App based ride services and creative destruction and plain old destruction
I've argued before that e-commerce ride service applications like Uber aren't some revolutionary business, but (1) a better version of taxi dispatch service and (2) but also a form of premium taxi service, (3) in a service system that hadn't offered a form of premium taxi service before.
Uber has argued, successfully in some cases, that they are so revolutionary that they shouldn't be regulated like a traditional taxi service, while I argue that the e-commerce enabled platform doesn't justify an exception from this form of dispatch service being treated as a "common carrier" with all the regulatory requirements that are designed to protect the public interest.
This law review note, "Is a Taxicab Company a Common Carrier?," University of Pennsylvania Law Review and American Law Register , Vol. 66, No. 1/2 (Dec., 1917) , pp. 71-73, almost 100 years old, summarizes the basic definition. Interestingly, the article discusses a case where the courts ruled a taxi company wasn't a common carrier, and therefore not liable for the impact of an accident which injured a passenger. That wouldn't be how it would be ruled today.
This is the last paragraph of the note:
Both on principle and by analogy to hack and transfer companies, taxicab companies operating from stands on the street or otherwise holding themselves out to serve the public should be held to be common carriers in all instances.
Common carrier law is definitely the issue in a lawsuit against the company in San Francisco, where a family was hit by an Uber-related vehicle driven by someone paying more attention to his smartphone for fares and not the street.
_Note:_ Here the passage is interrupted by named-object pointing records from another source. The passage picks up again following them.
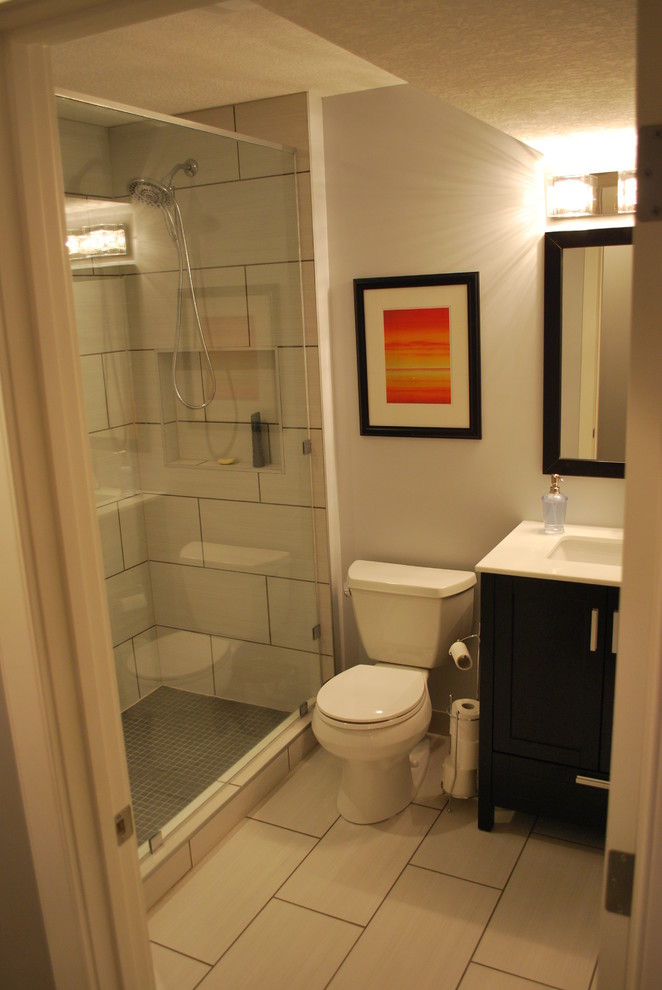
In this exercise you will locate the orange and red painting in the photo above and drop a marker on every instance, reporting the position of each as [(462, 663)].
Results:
[(418, 355)]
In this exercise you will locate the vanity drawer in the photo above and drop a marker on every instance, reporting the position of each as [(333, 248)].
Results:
[(544, 788)]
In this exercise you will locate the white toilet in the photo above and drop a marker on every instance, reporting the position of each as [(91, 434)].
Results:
[(374, 717)]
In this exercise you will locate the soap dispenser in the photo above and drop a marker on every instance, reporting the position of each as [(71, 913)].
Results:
[(553, 507)]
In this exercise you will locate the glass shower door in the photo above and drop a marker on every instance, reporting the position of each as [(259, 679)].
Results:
[(196, 387)]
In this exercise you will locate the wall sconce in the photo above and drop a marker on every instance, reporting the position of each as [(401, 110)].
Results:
[(571, 196), (102, 241), (627, 192), (599, 194), (99, 232)]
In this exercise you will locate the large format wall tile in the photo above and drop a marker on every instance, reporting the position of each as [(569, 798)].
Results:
[(220, 296), (285, 529), (158, 476), (242, 222), (100, 314), (96, 409), (181, 660), (204, 600), (130, 603), (293, 613), (260, 674), (274, 304), (173, 529)]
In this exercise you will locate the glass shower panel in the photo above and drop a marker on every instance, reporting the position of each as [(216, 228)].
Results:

One person died. See "Uber faces lawsuit over girl's death in S.F." from the San Francisco Chronicle.
Uber claims that they aren't a taxi service, and that drivers are independent contractors and they shouldn't be liable. Plus if a driver is "waiting" for Uber fares but not actually engaged in a trip, the company claims that means that Uber isn't responsible for the actions of the driver anyway.
I don't see how that will hold up.
2. Separately, in "App-based ride services lure drivers from S.F. cab companies," the San Francisco Chronicle reports that SF cab companies are losing drivers to dispatch services like Uber.
I had speculated ("Misunderstanding Uber, Taxi regulation and what we might call the 'Overground Economy'") that this will end up reducing the overall level of taxi service available in a community--not that there aren't problems with taxi service as it is currently provided. Seems like this is beginning to happen.
3. I will say that I do find the idea of creating premium taxi services interesting, as well as a tariff schedule of higher pricing justifiable. I don't think that Uber's surge pricing model is fully justifiable.
4. One advantage of Uber type services is that they are more likely to be willing to pick up fares in areas of the city that are underserved. But there is no guarantee. So dealing with providing access to taxi service in underserved areas is something that still needs to be addressed.
Uber is for the well-off and/or smartphone-enabled, it's not about access and equity.